Sustained LAIR/ITIM expression is linked to C1Q mediated dendritic cell differentiation arrest at the monocyte to DC interface (153.35)

Abstract

Abstract LAIR-1, an immune cell receptor with ITIM motifs, is highly downregulated on DCs arising from monocyte (mono) precursors. Indicative that LAIR/ITIM signaling modulates DC growth, engaging LAIR with anti-LAIR Ab inhibits DC differentiation and sustains the growth of LAIRhi mono-mΦs. Soluble C1q also disrupts DC differentiation to yield mono-mΦs over DCs. Since C1q contains the collagen motif known to be a ubiquitous ligand for LAIR, we predicted that C1q activity on DC growth is linked to LAIR. Studies were conducted during the 3 day mono/DC interface, which denotes a key transition from innate to adaptive immunity.

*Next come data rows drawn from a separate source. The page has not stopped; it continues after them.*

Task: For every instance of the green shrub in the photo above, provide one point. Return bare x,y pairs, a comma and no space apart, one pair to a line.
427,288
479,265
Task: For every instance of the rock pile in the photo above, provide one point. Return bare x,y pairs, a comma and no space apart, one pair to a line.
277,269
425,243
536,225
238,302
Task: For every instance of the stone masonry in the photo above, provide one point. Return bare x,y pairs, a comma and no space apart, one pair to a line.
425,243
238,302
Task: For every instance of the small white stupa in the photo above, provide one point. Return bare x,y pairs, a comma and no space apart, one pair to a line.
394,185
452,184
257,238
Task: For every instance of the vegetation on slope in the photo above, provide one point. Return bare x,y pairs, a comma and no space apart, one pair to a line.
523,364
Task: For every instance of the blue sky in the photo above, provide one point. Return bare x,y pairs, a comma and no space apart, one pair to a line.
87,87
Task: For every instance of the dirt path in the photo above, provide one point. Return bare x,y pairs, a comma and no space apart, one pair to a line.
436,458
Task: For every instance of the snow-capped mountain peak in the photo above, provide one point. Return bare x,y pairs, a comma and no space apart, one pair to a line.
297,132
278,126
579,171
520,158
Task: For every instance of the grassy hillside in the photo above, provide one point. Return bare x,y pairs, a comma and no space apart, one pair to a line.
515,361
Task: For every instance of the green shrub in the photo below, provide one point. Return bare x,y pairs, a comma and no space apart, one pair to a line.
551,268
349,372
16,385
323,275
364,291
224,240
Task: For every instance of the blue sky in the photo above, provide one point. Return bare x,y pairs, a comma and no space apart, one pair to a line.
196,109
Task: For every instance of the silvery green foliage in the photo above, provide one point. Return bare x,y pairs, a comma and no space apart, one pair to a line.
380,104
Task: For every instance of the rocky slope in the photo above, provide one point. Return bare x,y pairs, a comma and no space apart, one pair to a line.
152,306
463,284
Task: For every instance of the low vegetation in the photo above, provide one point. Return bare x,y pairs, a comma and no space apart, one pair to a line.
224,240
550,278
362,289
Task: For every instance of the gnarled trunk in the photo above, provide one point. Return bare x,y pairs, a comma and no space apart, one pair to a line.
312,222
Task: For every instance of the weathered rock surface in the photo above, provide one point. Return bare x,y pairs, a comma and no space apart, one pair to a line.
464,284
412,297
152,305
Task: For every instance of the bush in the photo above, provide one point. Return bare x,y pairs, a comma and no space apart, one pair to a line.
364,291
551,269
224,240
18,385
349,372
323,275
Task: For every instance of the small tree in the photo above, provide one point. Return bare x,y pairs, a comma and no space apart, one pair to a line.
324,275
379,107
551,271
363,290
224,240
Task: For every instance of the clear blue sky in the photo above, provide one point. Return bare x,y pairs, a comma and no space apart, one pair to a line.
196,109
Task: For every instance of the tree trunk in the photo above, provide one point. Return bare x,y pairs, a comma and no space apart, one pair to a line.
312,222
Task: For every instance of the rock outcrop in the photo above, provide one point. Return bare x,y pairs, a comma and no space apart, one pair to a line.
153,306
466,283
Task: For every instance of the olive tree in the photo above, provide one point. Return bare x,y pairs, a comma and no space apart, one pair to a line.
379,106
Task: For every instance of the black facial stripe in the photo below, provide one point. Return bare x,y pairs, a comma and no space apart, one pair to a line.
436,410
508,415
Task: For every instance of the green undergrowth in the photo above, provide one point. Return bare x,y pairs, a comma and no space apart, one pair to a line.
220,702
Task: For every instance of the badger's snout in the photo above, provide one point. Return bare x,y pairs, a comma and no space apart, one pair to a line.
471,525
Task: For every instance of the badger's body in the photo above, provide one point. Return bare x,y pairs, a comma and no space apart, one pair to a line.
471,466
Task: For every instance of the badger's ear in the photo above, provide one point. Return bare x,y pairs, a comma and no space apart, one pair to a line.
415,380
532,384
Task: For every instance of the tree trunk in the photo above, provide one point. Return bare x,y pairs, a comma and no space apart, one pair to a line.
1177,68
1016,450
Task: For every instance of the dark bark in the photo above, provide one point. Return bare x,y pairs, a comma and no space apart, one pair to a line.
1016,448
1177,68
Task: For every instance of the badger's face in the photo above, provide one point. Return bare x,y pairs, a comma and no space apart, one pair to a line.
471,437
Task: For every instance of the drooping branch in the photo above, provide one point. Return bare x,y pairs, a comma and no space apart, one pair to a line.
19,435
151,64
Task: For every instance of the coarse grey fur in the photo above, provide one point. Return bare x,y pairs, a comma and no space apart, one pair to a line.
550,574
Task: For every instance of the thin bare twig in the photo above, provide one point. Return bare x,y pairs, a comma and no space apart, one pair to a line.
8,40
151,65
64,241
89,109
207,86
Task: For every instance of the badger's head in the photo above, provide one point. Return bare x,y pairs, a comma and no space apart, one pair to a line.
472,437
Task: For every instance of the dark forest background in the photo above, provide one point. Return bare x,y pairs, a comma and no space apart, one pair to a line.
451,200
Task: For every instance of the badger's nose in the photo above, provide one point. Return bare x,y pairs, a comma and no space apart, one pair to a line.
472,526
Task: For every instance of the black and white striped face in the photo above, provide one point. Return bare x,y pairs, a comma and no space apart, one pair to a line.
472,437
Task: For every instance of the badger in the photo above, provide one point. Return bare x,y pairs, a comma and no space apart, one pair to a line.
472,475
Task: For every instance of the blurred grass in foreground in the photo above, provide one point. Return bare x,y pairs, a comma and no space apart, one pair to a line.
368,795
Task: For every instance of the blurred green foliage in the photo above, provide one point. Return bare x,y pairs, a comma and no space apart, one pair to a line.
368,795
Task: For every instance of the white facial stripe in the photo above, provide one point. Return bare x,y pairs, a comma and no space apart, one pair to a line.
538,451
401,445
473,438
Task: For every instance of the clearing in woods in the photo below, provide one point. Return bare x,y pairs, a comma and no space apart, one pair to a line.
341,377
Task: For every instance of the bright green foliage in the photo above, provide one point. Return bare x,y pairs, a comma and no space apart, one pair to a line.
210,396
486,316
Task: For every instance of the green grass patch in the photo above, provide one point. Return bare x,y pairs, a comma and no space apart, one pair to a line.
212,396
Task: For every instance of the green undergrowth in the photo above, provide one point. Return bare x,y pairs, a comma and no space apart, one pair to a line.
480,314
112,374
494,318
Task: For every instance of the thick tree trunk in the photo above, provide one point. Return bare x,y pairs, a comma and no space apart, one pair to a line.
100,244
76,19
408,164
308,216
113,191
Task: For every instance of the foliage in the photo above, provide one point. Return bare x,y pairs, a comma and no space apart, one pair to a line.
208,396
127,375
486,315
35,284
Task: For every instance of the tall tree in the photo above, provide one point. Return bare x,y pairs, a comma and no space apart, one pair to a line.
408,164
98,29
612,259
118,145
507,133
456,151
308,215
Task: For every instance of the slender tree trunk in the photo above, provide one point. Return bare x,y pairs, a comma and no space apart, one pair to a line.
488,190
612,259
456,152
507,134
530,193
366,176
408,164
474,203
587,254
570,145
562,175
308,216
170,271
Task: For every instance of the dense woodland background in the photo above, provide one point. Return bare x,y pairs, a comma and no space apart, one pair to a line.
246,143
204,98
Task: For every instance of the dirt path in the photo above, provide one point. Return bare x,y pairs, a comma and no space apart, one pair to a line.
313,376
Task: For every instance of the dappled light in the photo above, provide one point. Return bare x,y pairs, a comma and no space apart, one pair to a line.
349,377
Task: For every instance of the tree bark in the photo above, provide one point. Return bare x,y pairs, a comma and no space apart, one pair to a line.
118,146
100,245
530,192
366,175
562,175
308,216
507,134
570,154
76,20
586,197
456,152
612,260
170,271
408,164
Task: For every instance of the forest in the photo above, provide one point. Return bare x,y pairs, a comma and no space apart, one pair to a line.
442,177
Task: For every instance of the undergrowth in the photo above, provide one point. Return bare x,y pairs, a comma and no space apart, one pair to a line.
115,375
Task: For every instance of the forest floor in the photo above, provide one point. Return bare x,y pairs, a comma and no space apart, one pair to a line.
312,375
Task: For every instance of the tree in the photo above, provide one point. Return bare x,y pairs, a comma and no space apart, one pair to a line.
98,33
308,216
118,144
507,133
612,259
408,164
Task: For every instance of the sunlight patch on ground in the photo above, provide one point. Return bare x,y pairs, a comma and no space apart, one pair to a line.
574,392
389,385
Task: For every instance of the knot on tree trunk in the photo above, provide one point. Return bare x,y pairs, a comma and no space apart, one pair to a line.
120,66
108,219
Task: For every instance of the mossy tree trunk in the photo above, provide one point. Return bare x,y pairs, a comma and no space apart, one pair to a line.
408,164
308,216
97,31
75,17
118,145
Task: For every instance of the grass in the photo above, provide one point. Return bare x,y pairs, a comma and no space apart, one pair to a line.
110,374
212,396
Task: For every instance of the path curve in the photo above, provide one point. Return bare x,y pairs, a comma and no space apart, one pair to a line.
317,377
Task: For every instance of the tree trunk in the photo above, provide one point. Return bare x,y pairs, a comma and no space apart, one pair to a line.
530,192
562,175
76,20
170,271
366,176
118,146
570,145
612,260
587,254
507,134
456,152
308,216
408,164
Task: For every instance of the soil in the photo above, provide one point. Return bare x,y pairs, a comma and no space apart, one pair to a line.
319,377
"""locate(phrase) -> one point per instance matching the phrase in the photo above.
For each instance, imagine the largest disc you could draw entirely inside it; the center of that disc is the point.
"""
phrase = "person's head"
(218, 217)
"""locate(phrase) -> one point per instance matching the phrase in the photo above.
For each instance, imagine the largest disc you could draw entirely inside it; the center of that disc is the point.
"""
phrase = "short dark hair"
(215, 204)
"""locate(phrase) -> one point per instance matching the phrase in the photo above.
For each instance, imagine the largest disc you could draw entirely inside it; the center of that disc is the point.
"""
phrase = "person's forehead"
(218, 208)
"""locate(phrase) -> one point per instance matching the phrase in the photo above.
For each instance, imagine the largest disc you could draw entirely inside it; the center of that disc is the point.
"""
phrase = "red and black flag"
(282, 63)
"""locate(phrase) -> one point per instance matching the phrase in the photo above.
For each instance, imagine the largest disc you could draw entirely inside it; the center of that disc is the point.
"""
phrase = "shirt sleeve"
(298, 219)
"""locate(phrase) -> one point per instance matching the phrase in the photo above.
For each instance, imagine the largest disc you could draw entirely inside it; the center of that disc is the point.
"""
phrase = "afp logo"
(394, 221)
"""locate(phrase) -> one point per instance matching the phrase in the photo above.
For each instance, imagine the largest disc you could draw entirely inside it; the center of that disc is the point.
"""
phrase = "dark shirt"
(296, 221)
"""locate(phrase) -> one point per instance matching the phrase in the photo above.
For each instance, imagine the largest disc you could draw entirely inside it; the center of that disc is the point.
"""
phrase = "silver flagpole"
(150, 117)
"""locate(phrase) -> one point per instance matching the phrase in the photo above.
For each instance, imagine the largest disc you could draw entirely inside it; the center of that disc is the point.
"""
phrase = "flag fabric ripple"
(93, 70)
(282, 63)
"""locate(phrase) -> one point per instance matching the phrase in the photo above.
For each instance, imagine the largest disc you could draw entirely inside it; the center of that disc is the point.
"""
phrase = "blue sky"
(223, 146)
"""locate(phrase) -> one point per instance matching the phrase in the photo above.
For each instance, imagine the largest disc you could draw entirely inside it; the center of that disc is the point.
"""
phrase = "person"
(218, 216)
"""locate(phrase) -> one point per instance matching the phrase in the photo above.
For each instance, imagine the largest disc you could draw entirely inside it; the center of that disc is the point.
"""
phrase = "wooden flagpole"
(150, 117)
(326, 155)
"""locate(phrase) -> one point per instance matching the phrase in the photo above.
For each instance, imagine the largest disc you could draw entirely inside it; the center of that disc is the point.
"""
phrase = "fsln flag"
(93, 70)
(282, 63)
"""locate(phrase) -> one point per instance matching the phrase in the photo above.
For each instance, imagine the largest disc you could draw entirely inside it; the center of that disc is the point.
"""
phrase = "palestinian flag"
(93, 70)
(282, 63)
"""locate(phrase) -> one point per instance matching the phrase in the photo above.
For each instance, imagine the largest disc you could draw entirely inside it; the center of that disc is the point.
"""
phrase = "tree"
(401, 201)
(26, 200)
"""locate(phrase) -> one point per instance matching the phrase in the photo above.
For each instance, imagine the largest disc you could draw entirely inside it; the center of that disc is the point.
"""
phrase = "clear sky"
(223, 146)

Flow cytometry analysis of human mono/DC precursors cultured with DC growth factors (GM-CSF+IL-4) revealed reduced levels of LAIR by 24h; by 72h, ~50% of cells dimly expressed LAIR. In contrast, when C1q was combined with GM-CSF+IL-4, most cells were LAIRhi at 72h. C1q effects were dose related peaking at 20ug/ml (physiologic). Mono/DC markers studied in parallel with LAIR confirmed DC differentiation arrest with C1q. M-CSF also sustained the growth of LAIRhi mono-mΦs. Our results identify biologic factors regulating LAIR at the critical mono/DC interface and substantiate that C1q interacts with specific ligands on mono precursors to modulate DC differentiation. C1q binds to monos via its globular heads (likely via gC1qR). Thus, Gly-Pro-Hyp motifs on the C1q collagen tail could be available to engage LAIR to promote ITIM signaling and interrupt DC growth.